Stick to the knitting: Philip Morris’s expensive mistake
The Marlboro manufacturer’s mistake is characteristic of those running industries thought to be in decline.
It’s the slogan that every chief executive should have pasted on the wall in front of him. The existing business is the one with the best corporate memory, the one where the workforce says: “This is what our company does, where the expertise of the employees is concentrated”. Yet so many CEOs seem to think there are better things to do with the assets, and expanding into new activities or taking over another company is much more exciting than merely running the existing one better.
The siren voices are all around: you will be running a bigger company, with correspondingly bigger pay. The press will be asking for interviews. You may have the ear of politicians, who will pretend to listen to your suggestions. You will look far-sighted in arguing that the existing business has limited prospects. You may even be right.

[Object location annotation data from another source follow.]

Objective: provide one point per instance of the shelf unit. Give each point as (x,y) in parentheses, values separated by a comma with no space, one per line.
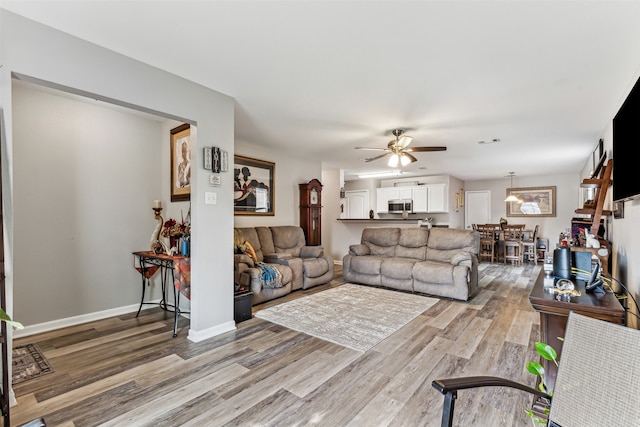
(601,185)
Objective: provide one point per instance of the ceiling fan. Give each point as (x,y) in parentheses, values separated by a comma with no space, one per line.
(397,149)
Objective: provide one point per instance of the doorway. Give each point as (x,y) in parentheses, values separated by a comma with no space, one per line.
(477,207)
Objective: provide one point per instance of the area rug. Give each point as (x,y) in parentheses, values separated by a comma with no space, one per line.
(354,316)
(28,363)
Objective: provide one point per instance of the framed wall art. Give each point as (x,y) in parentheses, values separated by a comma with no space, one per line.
(207,158)
(181,163)
(253,192)
(532,201)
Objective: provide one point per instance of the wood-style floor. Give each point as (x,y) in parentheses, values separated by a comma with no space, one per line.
(128,371)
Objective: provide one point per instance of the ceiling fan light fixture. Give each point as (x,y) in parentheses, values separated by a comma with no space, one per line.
(511,197)
(380,174)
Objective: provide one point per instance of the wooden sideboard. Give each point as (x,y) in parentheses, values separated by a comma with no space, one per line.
(554,314)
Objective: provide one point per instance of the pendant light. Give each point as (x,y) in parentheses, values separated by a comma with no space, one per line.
(511,197)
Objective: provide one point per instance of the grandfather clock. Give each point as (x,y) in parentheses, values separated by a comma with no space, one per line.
(310,211)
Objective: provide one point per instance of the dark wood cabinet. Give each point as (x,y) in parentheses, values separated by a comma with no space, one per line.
(311,211)
(554,314)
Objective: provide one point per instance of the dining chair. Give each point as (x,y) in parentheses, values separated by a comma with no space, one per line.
(529,240)
(513,243)
(597,384)
(488,242)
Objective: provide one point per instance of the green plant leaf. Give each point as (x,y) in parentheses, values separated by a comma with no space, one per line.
(535,368)
(546,351)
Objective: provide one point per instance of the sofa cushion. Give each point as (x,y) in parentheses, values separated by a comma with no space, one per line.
(311,251)
(433,272)
(359,250)
(444,243)
(254,239)
(367,264)
(381,241)
(397,268)
(315,267)
(288,239)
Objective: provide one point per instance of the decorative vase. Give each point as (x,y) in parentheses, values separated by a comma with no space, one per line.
(173,242)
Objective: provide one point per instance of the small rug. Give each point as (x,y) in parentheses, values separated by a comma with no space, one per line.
(354,316)
(28,363)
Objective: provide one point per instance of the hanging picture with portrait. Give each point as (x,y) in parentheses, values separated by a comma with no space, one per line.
(253,192)
(180,163)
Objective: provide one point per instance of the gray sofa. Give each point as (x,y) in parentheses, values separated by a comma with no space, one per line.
(284,248)
(437,261)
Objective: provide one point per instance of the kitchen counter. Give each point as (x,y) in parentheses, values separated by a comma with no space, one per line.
(389,220)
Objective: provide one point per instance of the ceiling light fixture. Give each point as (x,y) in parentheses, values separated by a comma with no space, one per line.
(379,174)
(511,197)
(493,141)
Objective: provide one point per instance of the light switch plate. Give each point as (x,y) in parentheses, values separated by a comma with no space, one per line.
(210,198)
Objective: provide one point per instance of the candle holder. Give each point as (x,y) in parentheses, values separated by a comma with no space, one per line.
(157,246)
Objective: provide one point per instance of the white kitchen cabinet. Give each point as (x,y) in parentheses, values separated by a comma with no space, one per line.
(420,196)
(383,195)
(357,204)
(437,198)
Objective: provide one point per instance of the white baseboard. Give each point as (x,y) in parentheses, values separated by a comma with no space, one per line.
(211,332)
(75,320)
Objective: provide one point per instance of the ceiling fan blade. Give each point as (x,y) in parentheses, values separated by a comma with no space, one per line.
(370,159)
(418,149)
(413,159)
(404,141)
(373,149)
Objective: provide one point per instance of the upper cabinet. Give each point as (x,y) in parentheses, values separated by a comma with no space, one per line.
(438,200)
(421,199)
(429,198)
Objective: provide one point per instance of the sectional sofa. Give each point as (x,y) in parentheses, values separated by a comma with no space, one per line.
(283,248)
(438,261)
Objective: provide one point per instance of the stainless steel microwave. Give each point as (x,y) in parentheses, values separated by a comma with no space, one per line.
(400,205)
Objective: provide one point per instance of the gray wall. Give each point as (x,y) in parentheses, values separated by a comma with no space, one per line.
(84,180)
(40,53)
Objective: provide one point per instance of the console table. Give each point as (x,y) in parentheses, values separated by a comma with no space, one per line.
(554,314)
(148,263)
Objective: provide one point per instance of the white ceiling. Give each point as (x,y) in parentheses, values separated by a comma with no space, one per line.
(318,78)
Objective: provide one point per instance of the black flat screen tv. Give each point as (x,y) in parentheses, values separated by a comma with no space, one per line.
(626,138)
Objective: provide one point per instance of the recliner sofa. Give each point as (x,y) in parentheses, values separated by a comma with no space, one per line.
(438,261)
(284,248)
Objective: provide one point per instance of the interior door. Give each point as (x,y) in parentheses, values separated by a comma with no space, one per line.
(477,207)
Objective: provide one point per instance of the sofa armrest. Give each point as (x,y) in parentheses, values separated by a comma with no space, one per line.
(359,250)
(275,257)
(311,251)
(243,259)
(462,258)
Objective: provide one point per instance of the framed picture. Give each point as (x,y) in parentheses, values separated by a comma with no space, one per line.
(224,161)
(532,201)
(216,160)
(207,158)
(181,163)
(253,192)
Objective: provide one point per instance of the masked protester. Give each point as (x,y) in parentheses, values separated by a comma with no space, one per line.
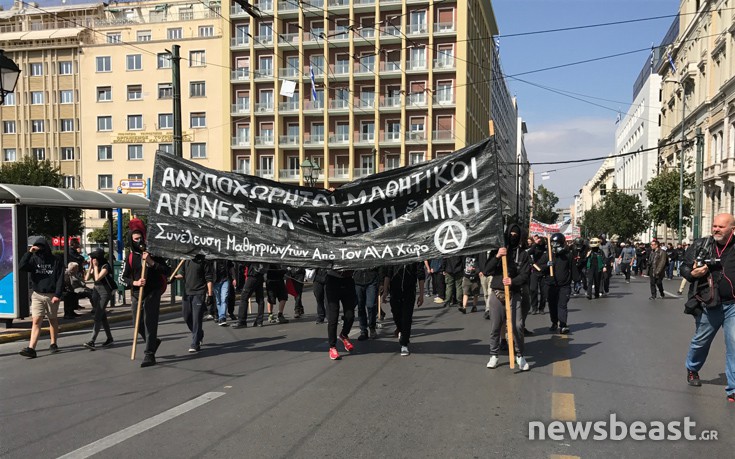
(560,284)
(153,284)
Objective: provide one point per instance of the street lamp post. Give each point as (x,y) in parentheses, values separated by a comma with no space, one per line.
(9,73)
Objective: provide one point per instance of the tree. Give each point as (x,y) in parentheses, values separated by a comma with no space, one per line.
(663,199)
(544,202)
(45,221)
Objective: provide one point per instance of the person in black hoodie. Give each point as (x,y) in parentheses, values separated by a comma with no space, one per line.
(400,281)
(153,284)
(47,286)
(198,275)
(559,285)
(253,284)
(518,273)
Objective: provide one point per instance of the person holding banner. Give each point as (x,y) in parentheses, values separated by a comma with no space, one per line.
(400,282)
(518,274)
(151,286)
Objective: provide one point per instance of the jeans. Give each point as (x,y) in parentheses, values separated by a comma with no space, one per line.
(221,294)
(367,305)
(707,325)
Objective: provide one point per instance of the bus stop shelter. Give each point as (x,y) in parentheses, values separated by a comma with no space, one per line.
(14,203)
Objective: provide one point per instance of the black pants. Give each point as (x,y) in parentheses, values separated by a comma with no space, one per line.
(149,311)
(253,284)
(656,282)
(558,301)
(192,308)
(318,288)
(340,290)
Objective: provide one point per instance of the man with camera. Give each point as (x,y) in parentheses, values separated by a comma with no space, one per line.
(709,266)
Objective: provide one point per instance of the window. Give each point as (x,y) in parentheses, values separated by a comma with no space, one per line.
(35,69)
(67,153)
(66,68)
(135,122)
(198,120)
(198,150)
(36,97)
(174,34)
(135,152)
(166,121)
(104,64)
(164,61)
(197,59)
(104,93)
(67,125)
(104,182)
(135,92)
(104,123)
(9,155)
(66,96)
(197,89)
(134,62)
(165,90)
(104,152)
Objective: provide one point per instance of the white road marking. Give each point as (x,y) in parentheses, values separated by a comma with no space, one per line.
(147,424)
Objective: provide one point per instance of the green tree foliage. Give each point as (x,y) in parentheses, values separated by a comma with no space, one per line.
(46,221)
(663,198)
(544,203)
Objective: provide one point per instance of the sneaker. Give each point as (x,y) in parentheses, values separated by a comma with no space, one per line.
(28,352)
(148,361)
(693,378)
(346,342)
(522,364)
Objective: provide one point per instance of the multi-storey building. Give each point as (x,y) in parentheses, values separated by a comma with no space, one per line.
(42,118)
(357,86)
(127,95)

Unfortunately, the odds are against you. Defining success or failure after several years is not an exact science, but sometimes a diversification looks so ill-judged at the time that failure is almost guaranteed. A tobacco company taking over a drug discovery business, for example, looked doomed from the start, and so it has proved when Philip Morris International paid £1bn for Vectura in 2021. The cultures could hardly be more different, the business has struggled, and last week Marlboro Man admitted his expensive mistake, selling the business for £150m.
This is an extreme example of value destruction, but it is characteristic of those running industries which are thought to be in decline. Oil is the poster boy here, led by BP and its forays into green energy. The synergies between windmills and oil platforms have proven illusory, and learning this has meant multi-billion dollar losses. Exxon, by contrast, has stuck to oil and gas, and its shares have far outperformed those of BP. Indeed, had Exxon not just spent $60 billion buying a US exploration company, it may well have decided to go for BP instead.
Acquisitions are exciting. The CEO gets feted by the fee-hungry boys from the banks, and if it all goes wrong, she exits with a life-changing payoff. The interests of the shareholders are some way down the list. Shares in BAT, another pariah stock, currently yield 8.3 per cent at £27.40. At that price, buying in the shares instead of paying the dividend would extinguish the entire share capital in under nine years. Unless, of course, the management forgot to stick to the knitting.